All this had been very reassuring to Captain Lister, and if it had not been for Marshall's reputation he would have gone to the place of meeting feeling confident that all would go well, but the fact that it was Frank's first duel, while Marshall had been in some eight or ten affairs, prevented his feeling otherwise than nervous as to the result. They were first upon the ground; the major and doctor arriving two minutes later.

"You may as well tell the major, Captain Lister, that he need not be alarmed. He is looking terribly anxious, and so is the doctor."

Captain Lister nodded, and went up to them as they dismounted from the gig. "I fancy that it is going to be all right, doctor," he said, "Wyatt tells me so himself, and what he says is confirmed by Woodall, the gunsmith. It seems the lad is an extraordinarily good shot. I told you last night that he had been practising a good deal, but I did not like to raise your hopes too high until I had seen Woodall. I will bet you a guinea that Wyatt comes out of it all right."

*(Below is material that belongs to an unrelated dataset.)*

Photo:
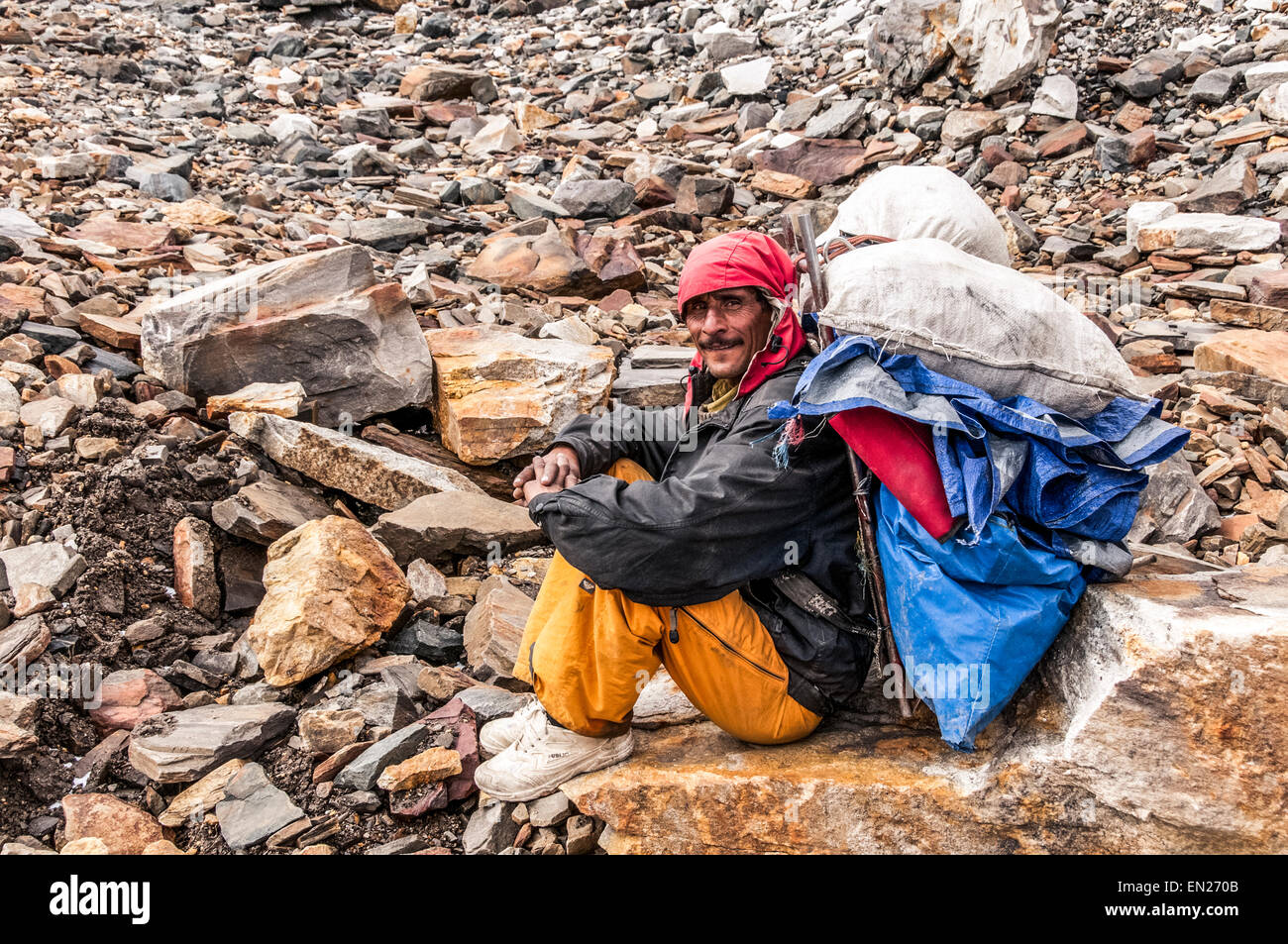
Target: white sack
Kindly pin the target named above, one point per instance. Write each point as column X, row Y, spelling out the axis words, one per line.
column 921, row 202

"I could not bet on it, Lister, though I would pay the guinea with greater pleasure than I ever felt at winning one; but I hear that Marshall is a very quick shot."

"So is Wyatt, major, and as the young 'un has been practising regularly, I fancy he will be as quick or quicker than the other."

"Well, I hope to heaven that it may turn out so. Nothing would please me more than that Wyatt should put a ball into the fellow's head. Men like him are a curse to the army."